Gori also has a small Local History and Ethnographic Museum, at 7 Lomauri Street. In a building within the precincts of the Catholic Church of the Dormition, the museum is open 10 a.m.-6 p.m. and primarily contains archaeological artifacts excavated from Goris-Tsikhe and environs. The museum possesses more than 85,000 objects, but because of budgetary constraints only a few rooms are open and the end result is disappointing. Even if you choose to boycott the Stalin Museum, Gori is nevertheless 'the base for visiting the cave-city of Uplistsikhe and several fine historic churches, notably Ateni Sioni, the Samtsevrisi and Kintsvisi Monasteries, and the spa town of Borjomi.
Orientation & Information
The town is dominated by various paeans to its best-known son: the main street is broad Stalinis gamziri (Stalin Ave), running south towards the Mtkvari River. The large Stalinis moedani (Stalin Sq), with its tall Stalin statue, opens out at the junction with Chavchavadze, and the large Stalin Museum complex and park are a short trot further north. The bus station is at the west end of Chavchavadze, 500m from Stalinis moedani; the train station is across the Mtkvari from the south end of Stalinis gamziri.

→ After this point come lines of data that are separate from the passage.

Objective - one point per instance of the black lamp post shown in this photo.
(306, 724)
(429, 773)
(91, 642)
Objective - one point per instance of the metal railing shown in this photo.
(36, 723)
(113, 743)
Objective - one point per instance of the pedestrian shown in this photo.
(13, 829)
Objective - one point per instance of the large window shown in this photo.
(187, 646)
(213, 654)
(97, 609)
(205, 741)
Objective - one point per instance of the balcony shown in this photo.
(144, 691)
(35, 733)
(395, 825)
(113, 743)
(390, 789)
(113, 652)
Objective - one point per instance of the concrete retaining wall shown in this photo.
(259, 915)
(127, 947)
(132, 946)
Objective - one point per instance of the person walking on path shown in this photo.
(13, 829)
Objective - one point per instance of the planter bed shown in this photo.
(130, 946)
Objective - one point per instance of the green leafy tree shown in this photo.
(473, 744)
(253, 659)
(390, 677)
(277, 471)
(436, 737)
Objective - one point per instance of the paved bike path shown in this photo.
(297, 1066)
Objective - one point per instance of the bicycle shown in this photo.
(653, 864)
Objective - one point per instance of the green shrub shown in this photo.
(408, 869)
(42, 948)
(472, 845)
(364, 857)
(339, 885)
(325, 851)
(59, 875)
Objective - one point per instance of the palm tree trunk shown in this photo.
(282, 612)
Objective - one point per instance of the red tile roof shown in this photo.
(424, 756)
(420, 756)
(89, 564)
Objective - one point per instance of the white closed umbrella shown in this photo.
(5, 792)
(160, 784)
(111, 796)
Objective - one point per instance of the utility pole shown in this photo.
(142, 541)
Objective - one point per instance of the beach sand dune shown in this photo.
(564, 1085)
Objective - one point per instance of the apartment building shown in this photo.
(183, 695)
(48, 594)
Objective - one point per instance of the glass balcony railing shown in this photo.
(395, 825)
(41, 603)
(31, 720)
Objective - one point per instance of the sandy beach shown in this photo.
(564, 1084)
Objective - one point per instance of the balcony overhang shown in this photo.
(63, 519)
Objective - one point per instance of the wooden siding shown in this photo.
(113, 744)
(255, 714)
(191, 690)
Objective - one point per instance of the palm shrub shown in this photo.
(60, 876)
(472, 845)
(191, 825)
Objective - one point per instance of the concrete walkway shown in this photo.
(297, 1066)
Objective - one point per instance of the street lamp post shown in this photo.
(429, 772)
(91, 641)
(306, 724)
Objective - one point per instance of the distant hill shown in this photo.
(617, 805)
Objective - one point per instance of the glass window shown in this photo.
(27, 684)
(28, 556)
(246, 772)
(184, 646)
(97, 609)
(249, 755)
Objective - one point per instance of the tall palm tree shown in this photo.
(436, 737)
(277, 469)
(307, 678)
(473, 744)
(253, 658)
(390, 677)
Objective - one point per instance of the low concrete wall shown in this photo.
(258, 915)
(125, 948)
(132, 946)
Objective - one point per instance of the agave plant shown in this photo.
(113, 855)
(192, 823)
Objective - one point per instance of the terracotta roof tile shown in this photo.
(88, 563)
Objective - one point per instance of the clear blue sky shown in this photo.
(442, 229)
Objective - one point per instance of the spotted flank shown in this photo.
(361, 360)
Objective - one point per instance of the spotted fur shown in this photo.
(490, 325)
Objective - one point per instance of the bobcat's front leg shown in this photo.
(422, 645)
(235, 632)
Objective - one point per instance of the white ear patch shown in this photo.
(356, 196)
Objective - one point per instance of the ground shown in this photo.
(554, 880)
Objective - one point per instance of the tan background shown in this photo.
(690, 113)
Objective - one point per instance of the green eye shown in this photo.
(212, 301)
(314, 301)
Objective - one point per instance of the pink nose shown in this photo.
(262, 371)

Immediately to the east of the bus station and market a hill is dramatically crowned by the Goris-Tsikhe Castle that is colourfully lit up at night. This is best reached from the east side: crossing Stalin Park from the Intourist Hotel, take the road opposite to reach a church, turn left then right at a stone cross to follow a paved pathway that curves up to the castle gate. Just to the right of here, beneath the fortified walls, is an interesting piece of sculpture composed of giant warrior figures.
Another path leads up from the road by the market to the entrance on the south side of the castle. The best view of the castle from the town is from the west, where the walls form a series of defensive enclosures tumbling down the hillside. Although the fortifications (mostly from the 7th and 13th centuries) have been rather over-restored the castle offers good views of the Mtkvari Valley, the solid snowy wall of the Caucasus beyond South Ossetia to the north, and, on a high spur across the river to the southwest, the 6th-century Church of Gori-Jvari. This was rebuilt in the 12th century and the 1980s; taxis charge GEL20, although it's a delightful walk of around three hours there and back. To reach it, head south along Stalin Avenue, cross the river and railway track then follow the Ateni road that winds up the hillside and eventually becomes a dirt trail leading to the church. There's also a Museum of Martial Glory at Stalin 19 (by a ceramic relief memorial to the dead of 1941-44 and an eternal flame), which is an annexe of the Stalin Museum.
Getting There & Away
Marshrutkas to Gori (1½ hours) leave from Tbilisi’s Didube station about every 40 minutes, from 7.30am to 4.30pm. Buses (two hours) go as late as midnight. All westbound trains from Tbilisi’s main station or the Borjomi station next door stop at Gori, taking 1½ to two hours. Gori’s bus station is at the end of Chavchavadze, 500m west of Stalinis moedani. Marshrutkas (1½ hours) and buses (two hours) to Tbilisi leave Gori about every 40 minutes until 6pm; marshrutkas to Kutaisi (three hours) go at 7.30am and 9.30am.